Barstow recruited undergraduates and graduate students to manually transfer 40,000 mutants out of petri dishes into separate wells using toothpicks. He offered pizza as an incentive, but after a full day of labor, they only managed to move a couple thousand mutants. "I thought to myself, 'Wait a second, this pizza is going to ruin me,'" Barstow said.
Instead, they decided to rent a colony-picking robot. In just two days, the robot was able to transfer each mutant microbe to individual homes in 96 well plates, 417 plates in total.
But the true challenge and opportunity for innovation was in identifying and cataloging the mutants that could comprise a whole-genome knockout collection in a fast and practical way.
DNA amplification and sequencing is a straightforward way to identify each mutant, but doing it individually quickly gets very expensive and time-consuming.

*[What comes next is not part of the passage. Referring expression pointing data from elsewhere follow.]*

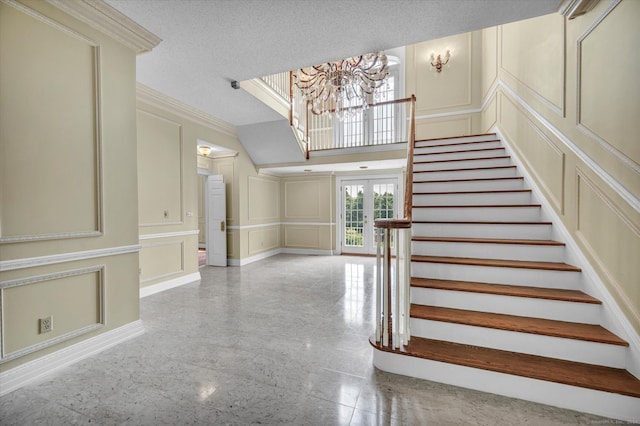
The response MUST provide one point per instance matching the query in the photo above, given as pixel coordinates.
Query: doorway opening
(361, 202)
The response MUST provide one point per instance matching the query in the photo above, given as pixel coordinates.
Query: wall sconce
(439, 63)
(204, 150)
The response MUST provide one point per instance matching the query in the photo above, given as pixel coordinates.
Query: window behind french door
(364, 201)
(374, 126)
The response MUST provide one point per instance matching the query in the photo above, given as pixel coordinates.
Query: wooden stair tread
(563, 329)
(523, 264)
(456, 152)
(470, 180)
(465, 169)
(506, 290)
(455, 137)
(438, 206)
(489, 241)
(483, 222)
(486, 191)
(607, 379)
(463, 159)
(454, 144)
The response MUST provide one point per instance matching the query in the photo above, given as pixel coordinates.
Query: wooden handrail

So the researchers' proposed a scheme in which mutants could be combined into groups that would only require 61 amplification reactions and a single sequencing run.
But still, after sequencing each of the pools, the researchers had an incredible amount of data. They knew the identities of all the mutants, but now they had to figure exactly where each mutant came from in the grid of plates. This is where the Sudoku aspect of the method came in. The researchers built an algorithm that could deduce the location of individual mutants through its repeated appearance in various row, column, plate-row and plate-column pools.
But there's a problem. Because the initial gene-disruption process is random, it's possible that the same mutant is formed more than once, which means that playing Sudoku wouldn't be simple. To find a solution for this issue, Barstow recalled watching the movie, "The Imitation Game," about Alan Turing's work on the enigma code, for inspiration.
"I felt like the problem in some ways was very similar to code breaking," he said. There are simple codes that substitute one letter for another that can be easily solved by looking at the frequency of the letter, Barstow said. "For instance, in English the letter A is used 8.2 percent of the time. So, if you find that the letter X appears in the message about 8.2 percent of the time, you can tell this is supposed to be decoded as an A. This is a very simple example of Bayesian inference."
With that same logic, Barstow and colleagues developed a statistical picture of what a real location assignment should look like based on a mutant that only appeared once and used that to rate the likelihood of possible locations being real.
"One of the things I really like about this technique is that it's a prime example of designing a technique with the mathematics in mind at the outset which lets you do much more powerful things than you could do otherwise," Baym said. "Because it was designed with the mathematics built in, it allows us to get much, much more data out of much less experiments," he said.
Using their expedient strategy, the researchers created a collection for microbe Shewanella oneidensis. These microbes are especially good at transferring electrons and understanding their powers could prove highly valuable for developing sustainable energy sources, such as artificial photosynthesis, and for environmental remediation in the neutralization of radioactive waste.
Using the resultant collection, the team was able to recapitulate 15 years of research, Barstow said, bolstering their confidence in their method. In an early validation test, they noticed a startlingly poor accuracy rate. After finding no fault with the math, they looked at the original plates to realize that one of the researchers had grabbed the wrong sample. "The least reliable part of this is the human," Barstow said.